Creative thinking, implementing strategies
When can my hospitality business reopen?
Posted 27 April 2020
Right now, as new cases of COVID-19 dwindle and state governments start to ease restrictions, the big question is when bars, cafés, restaurants and other hospitality-based businesses will be able to reopen.
Several experts say could be up to four months away.
Queensland’s former chief health officer, Prof Gerry Fitzgerald is suggesting that hospitality businesses will need to wait another four months before being able to reopen.
Prof Fitzgerald, now a professor at QUT, believes that in 6 months most of the restrictions in place will have been eased with the exception of international travel, which he believes is 12 months away at least.
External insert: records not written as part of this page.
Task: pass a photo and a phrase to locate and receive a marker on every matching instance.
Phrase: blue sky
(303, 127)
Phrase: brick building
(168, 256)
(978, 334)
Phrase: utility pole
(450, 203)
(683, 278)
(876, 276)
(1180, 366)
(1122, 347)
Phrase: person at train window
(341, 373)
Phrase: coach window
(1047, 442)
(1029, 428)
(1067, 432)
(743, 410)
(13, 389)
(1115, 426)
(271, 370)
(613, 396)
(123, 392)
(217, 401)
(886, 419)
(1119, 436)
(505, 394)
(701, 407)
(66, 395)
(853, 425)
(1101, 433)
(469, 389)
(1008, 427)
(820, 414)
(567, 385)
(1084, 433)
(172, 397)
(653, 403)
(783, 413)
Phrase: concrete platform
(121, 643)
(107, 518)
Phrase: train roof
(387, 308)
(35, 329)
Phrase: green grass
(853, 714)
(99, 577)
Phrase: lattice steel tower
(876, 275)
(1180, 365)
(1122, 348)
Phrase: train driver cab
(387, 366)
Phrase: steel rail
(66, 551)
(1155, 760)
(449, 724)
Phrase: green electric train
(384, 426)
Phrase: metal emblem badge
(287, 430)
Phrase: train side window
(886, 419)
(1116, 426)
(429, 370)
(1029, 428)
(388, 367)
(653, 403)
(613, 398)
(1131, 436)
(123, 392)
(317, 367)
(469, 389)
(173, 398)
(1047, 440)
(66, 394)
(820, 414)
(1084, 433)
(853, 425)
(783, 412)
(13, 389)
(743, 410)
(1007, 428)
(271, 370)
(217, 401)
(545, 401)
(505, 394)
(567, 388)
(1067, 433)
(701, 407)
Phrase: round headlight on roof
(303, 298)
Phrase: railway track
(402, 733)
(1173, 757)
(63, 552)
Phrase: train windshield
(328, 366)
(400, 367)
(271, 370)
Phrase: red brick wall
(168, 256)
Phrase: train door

Restaurants, bars and cafés among the last to open to regular trade
The first restrictions to ease after the latest announcements by the State Government will be schools reopening and people returning to offices, Prof Fitzgerald stated. In three months he sees indoor and outdoor social distancing measures eased and in about four months the hospitality industry could see some restrictions eased but with social distancing still in place.
Professor Peter Collignon, a professor of microbiology at the Australian National University, concurs and sees bars and pubs not reopening until after winter.
The Federal Health Minister has also stated that pubs and bars won’t be returning soon: “Even when that decision is made, there may still be significant measures to maintain social distancing and to support good hygiene”.
How can you survive this crisis?
The key for hospitality businesses is to ensure they can weather this storm. Take advantage of every available item of support from the Federal Government, State Government, and your local council. Get the right advice to ensure you maximise the benefits you are entitled to. Continue to monitor your situation to see if you qualify for new supports or for supports you may not have qualified for before.
COVID-19 hospitality help and advice
- What’s next for restaurants in the post-Covid world?
- Help with Tourism, Hospitality and COVID-19 Legislation
- Noosa Council and COVID-19 Business Support
Think outside the box and pivot your offering
Look at ways to pivot or expand your offering for ongoing trade. This is easier for cafés and restaurants, whereas accommodation businesses will struggle.
Emilia’s Café in Gympie started by initially offering a comprehensive menu as a takeaway option. They are now about to launch ready-made pasta and gnocchi dishes and applied for and received a liquor license to ensure they could offer appropriate beverages as part of their take-home option as well.
Clouds Montville established their Clouds Gourmet Pantry as an offshoot to their café and restaurant. Through the Pantry they offer a comprehensive take-away menu and frozen take-home meals, as well as a selection of alcoholic beverages to take away as well.
The Ohana Kitchen and Event Co on the Sunshine Coast, renowned for their weddings, events, and catering, wanted to ensure that their pivot supported their existing providers and suppliers. They created The Crate Collective offering local and sustainable products in a crate. You can jump online and order one of their gourmet crates which includes a wonderful selection of ethically sourced products, wines, raw ingredients and recipes.
Plan now for life after COVID but don’t stop what you are doing
As cases continue to dwindle the call to reopen the economy from struggling businesses will grow louder and louder. We must, however, remember that if we do reopen too soon, we could end up back where we started, or worse.
All levels of government must be as transparent as possible with regards to their upcoming plans to reopen the economy – and their advice must be clear and unequivocal. Businesses cannot be left to guess as to what a change in restrictions means. We are at a critical point in this crisis and if we have learnt anything from the past it’s that we can’t leave this to guesswork. The people and businesses that drive our local economies deserve better.
It is a difficult time but the best thing to do now is to figure out what you can offer now and then wait and plan for how your business will be able to relaunch successfully when restrictions are finally eased.